The TidyHTMLTreeBuilder that cElementTree provides is quite nice, but I do tend to not really want the extra processing that Tidy adds. lxml's HTML parser seems to focus more on what I want - going from HTML to an element tree.

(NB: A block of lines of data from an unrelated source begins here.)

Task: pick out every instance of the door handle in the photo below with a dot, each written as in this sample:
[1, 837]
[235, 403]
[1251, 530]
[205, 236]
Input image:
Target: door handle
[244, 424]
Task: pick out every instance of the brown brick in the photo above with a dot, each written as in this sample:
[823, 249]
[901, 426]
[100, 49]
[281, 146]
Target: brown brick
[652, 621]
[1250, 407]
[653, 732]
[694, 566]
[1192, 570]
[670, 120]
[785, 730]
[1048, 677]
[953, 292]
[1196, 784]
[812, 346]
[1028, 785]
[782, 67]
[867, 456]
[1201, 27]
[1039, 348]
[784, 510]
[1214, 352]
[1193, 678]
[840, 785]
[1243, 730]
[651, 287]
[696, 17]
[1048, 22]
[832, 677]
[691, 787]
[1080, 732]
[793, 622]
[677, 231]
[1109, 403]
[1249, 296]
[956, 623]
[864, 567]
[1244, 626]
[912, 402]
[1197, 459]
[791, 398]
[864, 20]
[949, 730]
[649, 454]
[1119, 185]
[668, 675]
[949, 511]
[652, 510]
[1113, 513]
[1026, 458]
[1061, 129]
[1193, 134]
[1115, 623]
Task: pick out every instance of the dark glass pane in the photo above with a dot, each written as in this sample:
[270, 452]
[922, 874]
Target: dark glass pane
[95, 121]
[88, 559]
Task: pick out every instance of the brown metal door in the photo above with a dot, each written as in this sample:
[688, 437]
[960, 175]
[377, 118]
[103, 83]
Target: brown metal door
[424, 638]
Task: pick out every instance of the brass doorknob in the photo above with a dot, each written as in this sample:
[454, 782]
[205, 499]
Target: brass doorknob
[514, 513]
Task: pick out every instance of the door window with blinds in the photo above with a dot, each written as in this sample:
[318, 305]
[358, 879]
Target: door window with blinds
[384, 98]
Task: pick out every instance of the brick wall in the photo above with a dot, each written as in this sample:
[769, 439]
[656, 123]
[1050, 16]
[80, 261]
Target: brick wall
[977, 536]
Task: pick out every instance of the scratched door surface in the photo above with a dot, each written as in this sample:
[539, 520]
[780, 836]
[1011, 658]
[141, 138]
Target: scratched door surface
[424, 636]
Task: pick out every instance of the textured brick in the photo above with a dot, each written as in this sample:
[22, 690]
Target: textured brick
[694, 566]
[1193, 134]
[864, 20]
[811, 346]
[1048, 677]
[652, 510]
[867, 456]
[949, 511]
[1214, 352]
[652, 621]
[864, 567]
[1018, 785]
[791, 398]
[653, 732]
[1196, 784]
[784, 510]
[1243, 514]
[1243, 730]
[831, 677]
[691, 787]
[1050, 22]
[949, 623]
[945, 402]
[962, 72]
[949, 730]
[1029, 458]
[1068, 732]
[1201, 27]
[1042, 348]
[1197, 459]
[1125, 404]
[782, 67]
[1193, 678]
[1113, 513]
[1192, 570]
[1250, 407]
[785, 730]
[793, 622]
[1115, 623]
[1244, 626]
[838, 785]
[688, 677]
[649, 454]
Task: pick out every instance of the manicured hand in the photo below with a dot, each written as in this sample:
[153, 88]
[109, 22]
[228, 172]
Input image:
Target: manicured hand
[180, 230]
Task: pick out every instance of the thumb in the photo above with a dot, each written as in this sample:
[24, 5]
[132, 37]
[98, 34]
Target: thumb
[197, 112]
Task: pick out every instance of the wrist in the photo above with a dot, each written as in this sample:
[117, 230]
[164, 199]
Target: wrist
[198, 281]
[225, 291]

>>> import cElementTree as etree >>> from elementtidy import TidyHTMLTreeBuilder >>> from cStringIO import StringIO >>> html = "<html><head><title>Hello<body><H1>Hi!</h1>Foo<p>Bar<br>baz" >>> tree = TidyHTMLTreeBuilder.parse(StringIO(html)) >>> etree.tostring(tree.getroot()) '<html:html xmlns:html="http://www.w3.org/1999/xhtml">\n<html:head>\n <html:meta content="HTML Tidy for Linux/x86 (vers 1st July 2003), see www.w3.org" name="generator" />\n<html:title>Hello</html:title>\n </html:head>\n<html:body>\n<html:h1>Hi!</html:h1>\nFoo\n <html:p>Bar<html:br />\nbaz</html:p>\n</html:body>\n</html:html>'
>>> from lxml import etree >>> html = "<html><head><title>Hello<body><H1>Hi!</h1>Foo<p>Bar<br>baz" >>> etree.tostring(etree.HTML(html)) '<html><head><title>Hello</title></head><body><h1>Hi!</h1> <p>Foo</p><p>Bar<br/>baz</p></body></html>'
I think this would make some of the parsing I do in my web crawler a bit easier. I'll definitely look into it.